Russia has lashed out at the new regime in Kiev, accusing it of using “dictatorial” and “terrorist” methods to suppress dissent in the country, with backing from the West which is “acting out of geopolitical self-interest.”
“The position of some of our Western partners doesn’t show genuine concern, but a desire to act out of geopolitical self-interest,” said a statement on the Russian foreign ministry’s website.
“There is no condemnation of criminal actions by extremists, including manifestations or neo-Nazism and anti-Semitism. In fact, these are being encouraged.”

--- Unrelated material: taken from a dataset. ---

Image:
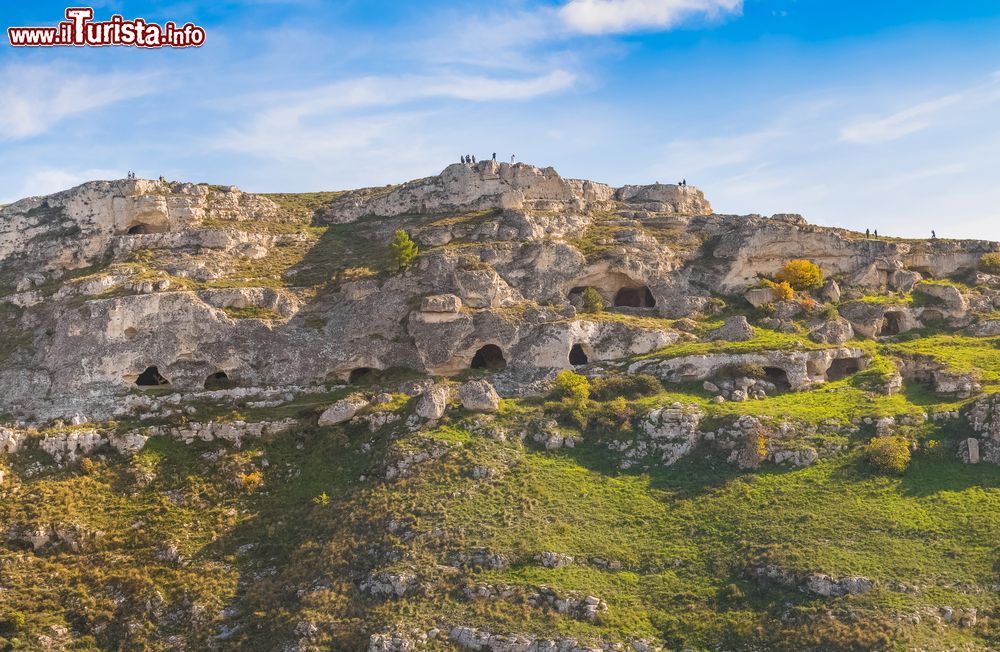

The statement went on to say that “outside sponsors” are advancing a “regime change” in the country, without a desire to find “national consensus."
Attempts,which are made to involve international structures,including @UN Secretariat in order to justify this policy, arouse great concern— MFA Russia (@mfa_russia) February 24, 2014
“We urge those embroiled in the crisis in Ukraine to show responsibility, and to prevent further deterioration of the situation, to return to the rule of law, and to stop the extremists in their bid for power.”
An escalating three-month standoff between the opposition and the government came to an end at the weekend, when President Viktor Yanukovich escaped Kiev.
Since then, a Rada composed of opposition deputies and defectors from Yanukovich’s Party of Regions has assumed control, stripping him of his powers, and making its speaker Aleksandr Turchinov the interim head of state.
Referring to ‘revolutionary expediency’,parliament ‘prints’ resolutions and laws aimed at infringing upon humanitarian rights of Russians— MFA Russia (@mfa_russia) February 24, 2014
The Russian foreign ministry said “paramilitaries... refuse to leave the cities, or abandon the administrative buildings they have occupied, while they continue to carry out acts of violence”. It also censures them for mocking historical memorials.
The statement says that the legitimacy of the Rada is “questionable”, and says that the opinions of the largely pro-Russian regions should not be ignored.
Moscow accuses the Ukrainian MPs of using “revolutionary expediency” for calls to “virtually forbid the use of the Russian language entirely, encourage a lustration, liquidateparties, shut down certain media, and remove the limitations on Neo-Nazi propaganda”.
The Rada revoked a law that allowed Russian and other minority languages to be recognized as official in multi-cultural regions, and has also proposed an initiative that would forbid officials from the former regime from occupying official posts. One nationalist leader has called for Russian TV stations to be barred from broadcasting in Ukraine.
The Russian ministry has also condemned the announced May 25 presidential election date, saying that according to the February 21 agreement between the authorities and the opposition, made before Viktor Yanukovich left Kiev, that any polls could only be staged after a constitutional reform.
To ensure the success of the reform, any changes to the Constitution should be put to a national referendum, Moscow stressed.